I have a requirement in Android App to extract audio from video, upload to google cloud storage to send to Speech to Text V2 API. I was able to do it by converting to mp3 with ffmpeg library, but due to Google’s 16 kb page size requirement from Nov 2025, I can’t use it, so I tried converting using Android MediaTransformer API which supports M4A, the coverted file is playing fine, but when I send it to Speech to Text API it is giving error
“Audio data does not appear to be in a supported encoding. If you believe this to be incorrect, try explicitly specifying the decoding parameters.”
I have also tried explicitDecodingConfig & have sent like .
{
"encoding": "M4A_AAC",
"audioChannelCount": 2,
"sampleRateHertz": 22050
}
still I get “Failed to transcode audio. Please ensure the audio file is valid and has the correct encoding”
Hi locatoca,
The error message “Audio data does not appear to be in a supported encoding” is literal. The encoding value “M4A_AAC” you provided is not valid for the API. Google Speech-to-Text does not natively support AAC, the audio codec typically found in M4A files, as a direct input encoding. If you refer to the official documentation, you will see that formats like AAC, M4A, or “M4A_AAC” are not listed among the supported audio encodings. This is the primary cause of the error you’re encountering.

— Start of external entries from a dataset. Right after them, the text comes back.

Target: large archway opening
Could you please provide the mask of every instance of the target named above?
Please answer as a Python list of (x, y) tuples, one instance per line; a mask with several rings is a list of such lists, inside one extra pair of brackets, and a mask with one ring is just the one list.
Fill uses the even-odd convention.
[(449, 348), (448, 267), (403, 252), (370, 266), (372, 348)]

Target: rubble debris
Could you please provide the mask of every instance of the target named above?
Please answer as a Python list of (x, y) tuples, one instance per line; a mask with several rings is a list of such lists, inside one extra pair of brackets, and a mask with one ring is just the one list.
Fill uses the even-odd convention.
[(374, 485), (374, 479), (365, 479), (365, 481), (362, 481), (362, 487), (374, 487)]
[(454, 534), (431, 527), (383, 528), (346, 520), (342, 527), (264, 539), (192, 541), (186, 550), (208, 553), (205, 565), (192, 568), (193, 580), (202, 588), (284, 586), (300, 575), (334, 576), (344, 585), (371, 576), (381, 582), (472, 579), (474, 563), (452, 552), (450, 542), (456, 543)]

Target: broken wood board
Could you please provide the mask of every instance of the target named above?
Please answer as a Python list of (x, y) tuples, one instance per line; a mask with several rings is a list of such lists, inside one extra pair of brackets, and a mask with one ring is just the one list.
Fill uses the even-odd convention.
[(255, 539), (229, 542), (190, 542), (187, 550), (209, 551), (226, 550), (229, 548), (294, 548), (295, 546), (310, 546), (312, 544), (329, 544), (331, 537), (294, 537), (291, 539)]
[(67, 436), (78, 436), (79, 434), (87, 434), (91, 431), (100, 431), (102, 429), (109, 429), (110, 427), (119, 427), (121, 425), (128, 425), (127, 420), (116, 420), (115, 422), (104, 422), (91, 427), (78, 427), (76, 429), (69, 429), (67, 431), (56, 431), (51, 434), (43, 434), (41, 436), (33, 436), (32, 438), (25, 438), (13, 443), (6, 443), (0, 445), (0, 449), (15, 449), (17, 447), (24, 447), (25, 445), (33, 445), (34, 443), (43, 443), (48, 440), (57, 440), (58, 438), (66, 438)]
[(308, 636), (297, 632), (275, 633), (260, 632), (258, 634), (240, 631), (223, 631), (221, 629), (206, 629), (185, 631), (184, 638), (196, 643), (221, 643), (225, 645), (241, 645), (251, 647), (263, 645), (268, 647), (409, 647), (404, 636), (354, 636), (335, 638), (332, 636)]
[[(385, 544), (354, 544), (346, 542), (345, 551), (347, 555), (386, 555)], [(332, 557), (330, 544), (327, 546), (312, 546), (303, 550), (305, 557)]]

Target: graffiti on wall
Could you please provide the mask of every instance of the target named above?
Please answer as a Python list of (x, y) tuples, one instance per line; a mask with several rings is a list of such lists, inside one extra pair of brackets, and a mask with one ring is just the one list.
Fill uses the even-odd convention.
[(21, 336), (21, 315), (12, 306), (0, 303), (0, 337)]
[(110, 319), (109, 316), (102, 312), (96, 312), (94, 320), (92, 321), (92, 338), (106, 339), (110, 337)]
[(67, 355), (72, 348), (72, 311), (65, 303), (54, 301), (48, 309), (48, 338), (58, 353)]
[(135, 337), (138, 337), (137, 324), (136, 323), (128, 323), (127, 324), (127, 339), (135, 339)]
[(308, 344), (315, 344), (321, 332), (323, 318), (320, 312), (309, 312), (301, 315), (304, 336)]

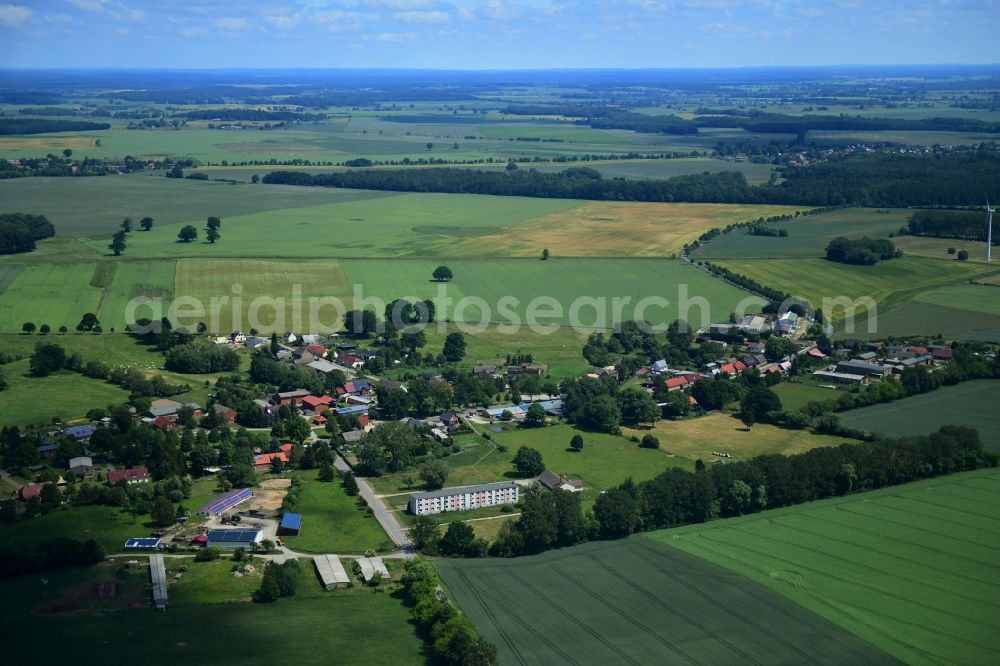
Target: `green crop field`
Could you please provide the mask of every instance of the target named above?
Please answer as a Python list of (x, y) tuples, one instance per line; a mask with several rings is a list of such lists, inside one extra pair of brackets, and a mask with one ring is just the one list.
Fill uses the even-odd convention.
[(555, 139), (567, 143), (617, 143), (626, 144), (621, 138), (598, 129), (583, 125), (529, 125), (526, 123), (508, 125), (480, 125), (476, 128), (484, 139)]
[(974, 146), (982, 141), (998, 141), (1000, 134), (988, 132), (934, 132), (920, 130), (810, 130), (808, 141), (816, 143), (901, 143), (907, 146)]
[(649, 536), (903, 662), (989, 664), (1000, 660), (998, 488), (1000, 471), (985, 469)]
[(501, 663), (892, 663), (780, 595), (649, 539), (435, 566)]
[[(240, 191), (252, 185), (227, 186)], [(270, 185), (256, 186), (268, 191)], [(298, 187), (297, 192), (323, 192), (329, 188)], [(157, 257), (394, 257), (447, 255), (447, 247), (470, 235), (487, 234), (506, 226), (579, 206), (567, 199), (483, 197), (463, 194), (398, 194), (370, 199), (345, 197), (326, 205), (288, 207), (259, 213), (223, 217), (222, 239), (204, 241), (206, 207), (195, 225), (200, 238), (178, 242), (183, 220), (157, 224), (152, 231), (130, 234), (127, 258)], [(57, 218), (53, 224), (59, 229)], [(109, 224), (106, 234), (91, 246), (107, 254), (107, 239), (120, 220)], [(441, 248), (444, 248), (442, 251)]]
[[(956, 340), (1000, 342), (1000, 315), (910, 301), (880, 314), (878, 331), (882, 336), (940, 334)], [(866, 337), (864, 329), (858, 333)]]
[[(747, 259), (714, 263), (761, 284), (804, 297), (815, 307), (822, 306), (824, 298), (846, 297), (854, 301), (868, 297), (878, 304), (880, 316), (889, 307), (895, 307), (921, 292), (966, 282), (990, 272), (982, 265), (906, 256), (874, 266), (851, 266), (826, 259)], [(843, 308), (837, 308), (832, 313), (830, 308), (824, 309), (828, 316), (843, 316)], [(864, 325), (863, 320), (858, 324), (859, 328)]]
[(303, 472), (296, 513), (302, 514), (298, 536), (282, 537), (289, 548), (309, 553), (364, 553), (384, 550), (389, 541), (367, 506), (358, 506), (337, 481), (316, 480), (316, 472)]
[(26, 321), (73, 330), (101, 303), (102, 289), (91, 286), (96, 268), (92, 261), (25, 266), (0, 294), (0, 330), (20, 330)]
[[(481, 309), (470, 303), (468, 308), (456, 307), (464, 297), (480, 298), (486, 301), (490, 316), (486, 321), (504, 322), (513, 318), (501, 310), (500, 299), (511, 297), (517, 303), (508, 302), (510, 312), (526, 321), (527, 306), (536, 297), (551, 297), (561, 306), (562, 314), (539, 316), (540, 324), (574, 323), (570, 319), (570, 309), (574, 299), (589, 297), (604, 299), (597, 301), (604, 311), (604, 320), (595, 315), (594, 308), (580, 304), (577, 319), (584, 327), (607, 328), (615, 319), (630, 320), (635, 316), (635, 305), (645, 297), (666, 298), (665, 307), (651, 303), (643, 313), (651, 323), (669, 323), (677, 318), (683, 306), (681, 294), (686, 290), (690, 302), (698, 300), (706, 304), (704, 310), (694, 305), (690, 308), (690, 320), (698, 322), (706, 318), (705, 325), (713, 316), (735, 310), (746, 293), (707, 273), (674, 260), (632, 260), (632, 259), (497, 259), (497, 260), (448, 260), (446, 263), (455, 277), (447, 284), (430, 281), (431, 273), (439, 260), (360, 260), (341, 262), (347, 274), (348, 283), (363, 286), (364, 294), (378, 296), (384, 300), (401, 297), (432, 298), (438, 289), (444, 289), (453, 299), (448, 315), (453, 321), (482, 321)], [(629, 298), (623, 304), (621, 317), (612, 317), (612, 298)], [(553, 306), (553, 310), (557, 308)], [(548, 307), (545, 308), (548, 311)], [(539, 313), (542, 311), (539, 310)], [(439, 306), (438, 317), (443, 316)], [(714, 314), (713, 313), (720, 313)]]
[[(145, 233), (138, 230), (138, 223), (147, 216), (155, 221), (150, 235), (160, 236), (157, 232), (161, 226), (181, 223), (204, 226), (209, 215), (221, 217), (225, 224), (230, 217), (271, 212), (280, 222), (289, 219), (287, 216), (292, 216), (292, 211), (298, 208), (393, 196), (391, 192), (232, 185), (164, 178), (162, 175), (12, 178), (0, 180), (0, 213), (45, 215), (61, 236), (100, 238), (110, 238), (121, 221), (131, 217), (136, 223), (136, 231), (130, 240), (135, 240)], [(225, 233), (226, 228), (222, 231)], [(169, 240), (177, 240), (176, 230)], [(107, 254), (107, 244), (105, 240), (95, 247), (101, 254)], [(128, 251), (126, 256), (131, 254)]]
[(909, 211), (874, 208), (845, 208), (818, 215), (807, 215), (785, 222), (775, 222), (775, 229), (788, 230), (788, 236), (751, 236), (737, 229), (715, 238), (692, 256), (699, 259), (793, 259), (817, 258), (826, 254), (827, 244), (838, 236), (847, 238), (885, 238), (906, 226)]
[(1000, 289), (987, 285), (950, 285), (917, 294), (913, 300), (1000, 317)]
[(1000, 451), (1000, 381), (980, 379), (936, 391), (841, 412), (852, 428), (899, 437), (926, 435), (944, 425), (975, 428), (983, 444)]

Regarding your “16KB page size” concern, this page details the actual limits for the Speech-to-Text API, which are typically based on audio duration (e.g., 60 seconds per synchronous request, or total audio processed per month for asynchronous) rather than a small file size. There is no mention of a 16KB file size limit for audio uploads.
Here are some suggestions that might help resolve the issue: you may need to convert your audio into a format explicitly supported and recommended by Google Speech-to-Text, such as FLAC (lossless and highly recommended) or LINEAR16 (raw PCM, common in WAV files). Your existing FFmpeg setup is ideal for this. Use FFmpeg to transcode the audio from your video into one of these formats (e.g., -c:a flac for FLAC or -c:a pcm_s16le for LINEAR16), ensuring that you specify suitable sample rates (such as 16000 Hz) and channel counts (mono is often best for speech). Finally, update your Google Speech-to-Text API request to accurately reflect the new encoding (e.g., “FLAC”) and the corresponding audio parameters (sampleRateHertz, audioChannelCount).
You may also want to check the Best Practices for Audio Input.